La situation sanitaire continue de susciter de vives inquiétudes en République démocratique du Congo où l’épidémie de fièvre hémorragique Ebola poursuit sa progression.
Le directeur général de l’Organisation mondiale de la Santé, Tedros Adhanom Ghebreyesus, a annoncé dimanche soir sur le réseau social X que plus de 900 cas suspects avaient désormais été recensés dans le pays, dont 101 cas officiellement confirmés.
Quelques heures auparavant, le ministère congolais de la Santé avait communiqué des chiffres encore plus alarmants, faisant état de 867 cas suspects et de 204 décès enregistrés.
La différence entre les données publiées par les autorités congolaises et celles de l’OMS ne signifie pas nécessairement une contradiction. Les spécialistes expliquent que les chiffres évoluent rapidement au fur et à mesure de l’intensification des opérations de dépistage et de surveillance sanitaire sur le terrain.
À mesure que les équipes médicales accèdent à de nouvelles zones et identifient davantage de personnes potentiellement contaminées, le nombre de cas suspects augmente mécaniquement.
Selon plusieurs observateurs sanitaires, cette hausse du nombre de cas suspects traduit aussi une amélioration du dispositif de détection et de suivi des contacts.

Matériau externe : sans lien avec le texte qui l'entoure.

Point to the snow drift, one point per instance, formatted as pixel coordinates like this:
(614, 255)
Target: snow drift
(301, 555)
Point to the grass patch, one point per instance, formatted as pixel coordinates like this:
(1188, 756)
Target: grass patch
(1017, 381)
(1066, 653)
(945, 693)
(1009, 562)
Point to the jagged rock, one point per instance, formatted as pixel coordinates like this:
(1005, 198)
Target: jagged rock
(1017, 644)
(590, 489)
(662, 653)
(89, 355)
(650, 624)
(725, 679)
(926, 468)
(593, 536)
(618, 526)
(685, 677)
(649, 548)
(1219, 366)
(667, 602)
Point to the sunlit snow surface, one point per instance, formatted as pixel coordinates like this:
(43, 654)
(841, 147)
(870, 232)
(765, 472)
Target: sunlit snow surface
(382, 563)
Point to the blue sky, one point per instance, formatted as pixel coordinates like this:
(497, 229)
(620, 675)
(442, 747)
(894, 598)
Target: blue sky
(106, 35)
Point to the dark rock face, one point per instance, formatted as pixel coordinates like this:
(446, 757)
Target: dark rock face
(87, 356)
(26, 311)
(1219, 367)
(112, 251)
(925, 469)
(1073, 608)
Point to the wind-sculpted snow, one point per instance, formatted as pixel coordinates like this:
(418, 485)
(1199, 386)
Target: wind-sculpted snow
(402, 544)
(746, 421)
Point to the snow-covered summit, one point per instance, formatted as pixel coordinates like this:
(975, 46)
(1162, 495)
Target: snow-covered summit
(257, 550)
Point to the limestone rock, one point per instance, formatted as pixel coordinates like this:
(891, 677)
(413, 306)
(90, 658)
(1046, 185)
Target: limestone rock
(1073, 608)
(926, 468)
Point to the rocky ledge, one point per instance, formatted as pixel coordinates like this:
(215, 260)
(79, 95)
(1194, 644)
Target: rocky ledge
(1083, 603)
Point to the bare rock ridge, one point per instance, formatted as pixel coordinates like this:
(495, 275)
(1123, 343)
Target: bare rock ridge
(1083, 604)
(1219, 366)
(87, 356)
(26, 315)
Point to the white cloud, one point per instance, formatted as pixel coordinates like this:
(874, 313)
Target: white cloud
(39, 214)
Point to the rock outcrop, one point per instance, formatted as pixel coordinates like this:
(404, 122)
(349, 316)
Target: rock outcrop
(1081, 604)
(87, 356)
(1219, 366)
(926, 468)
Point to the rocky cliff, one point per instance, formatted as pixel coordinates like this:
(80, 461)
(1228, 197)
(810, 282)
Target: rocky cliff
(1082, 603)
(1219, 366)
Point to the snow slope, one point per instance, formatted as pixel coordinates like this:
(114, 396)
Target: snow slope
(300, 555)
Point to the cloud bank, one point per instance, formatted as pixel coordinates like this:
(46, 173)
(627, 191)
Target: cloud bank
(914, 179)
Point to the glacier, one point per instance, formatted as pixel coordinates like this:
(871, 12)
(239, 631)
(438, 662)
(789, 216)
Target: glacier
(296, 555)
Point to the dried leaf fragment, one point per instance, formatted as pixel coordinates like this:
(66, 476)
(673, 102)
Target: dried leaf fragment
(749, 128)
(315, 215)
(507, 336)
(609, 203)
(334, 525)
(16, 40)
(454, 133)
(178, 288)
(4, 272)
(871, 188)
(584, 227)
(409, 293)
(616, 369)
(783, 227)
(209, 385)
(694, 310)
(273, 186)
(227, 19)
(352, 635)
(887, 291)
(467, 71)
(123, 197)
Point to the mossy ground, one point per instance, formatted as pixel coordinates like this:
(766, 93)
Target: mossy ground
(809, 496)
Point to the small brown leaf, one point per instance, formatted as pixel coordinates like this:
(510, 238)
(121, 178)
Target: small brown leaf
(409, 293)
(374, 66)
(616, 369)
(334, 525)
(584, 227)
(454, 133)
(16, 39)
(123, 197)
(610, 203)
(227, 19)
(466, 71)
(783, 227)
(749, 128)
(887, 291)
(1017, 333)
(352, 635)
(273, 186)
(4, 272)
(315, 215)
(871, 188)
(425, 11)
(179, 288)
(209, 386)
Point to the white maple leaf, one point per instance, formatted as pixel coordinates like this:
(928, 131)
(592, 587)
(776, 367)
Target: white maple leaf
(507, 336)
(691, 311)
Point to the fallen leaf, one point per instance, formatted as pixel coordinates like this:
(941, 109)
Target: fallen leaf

Les autorités sanitaires congolaises, appuyées par l’OMS et plusieurs partenaires internationaux, multiplient les opérations de dépistage ;le traçage des contacts ;les campagnes de sensibilisation ;ainsi que les dispositifs d’isolement dans les zones touchées.
Dans plusieurs régions concernées, des équipes médicales et humanitaires travaillent dans des conditions particulièrement difficiles, notamment en raison des problèmes sécuritaires et du manque d’infrastructures sanitaires adaptées.
L’épidémie frappe un pays dont le système de santé reste fragilisé par des années de conflits armés, de déplacements de populations et de sous-investissements dans les infrastructures médicales.
Les autorités sanitaires craignent notamment une propagation plus rapide dans certaines zones rurales ;des difficultés d’accès aux soins ;ainsi qu’un manque de ressources médicales suffisantes face à l’ampleur de la crise.
La RDC a déjà connu plusieurs épidémies d’Ebola ces dernières années, certaines ayant provoqué des milliers de morts avant d’être maîtrisées grâce à des campagnes internationales de riposte.
L’évolution de la situation suscite désormais une vigilance accrue au niveau international.
Plusieurs pays ont renforcé leurs contrôles sanitaires dans les aéroports concernant les voyageurs en provenance de la RDC ou des zones à risque.
Des organisations internationales insistent également sur la nécessité d’une mobilisation rapide afin d’éviter une propagation régionale de l’épidémie.
Malgré la gravité de la situation, les experts sanitaires rappellent que l’intensification des opérations de surveillance constitue aussi un signe que la riposte s’organise progressivement.
L’identification rapide des cas suspects et le suivi des contacts restent en effet essentiels pour limiter la propagation du virus.
Mais avec plus de 200 décès déjà signalés et une épidémie encore active, les autorités congolaises et leurs partenaires internationaux savent que les prochaines semaines seront décisives pour tenter de contenir la crise sanitaire.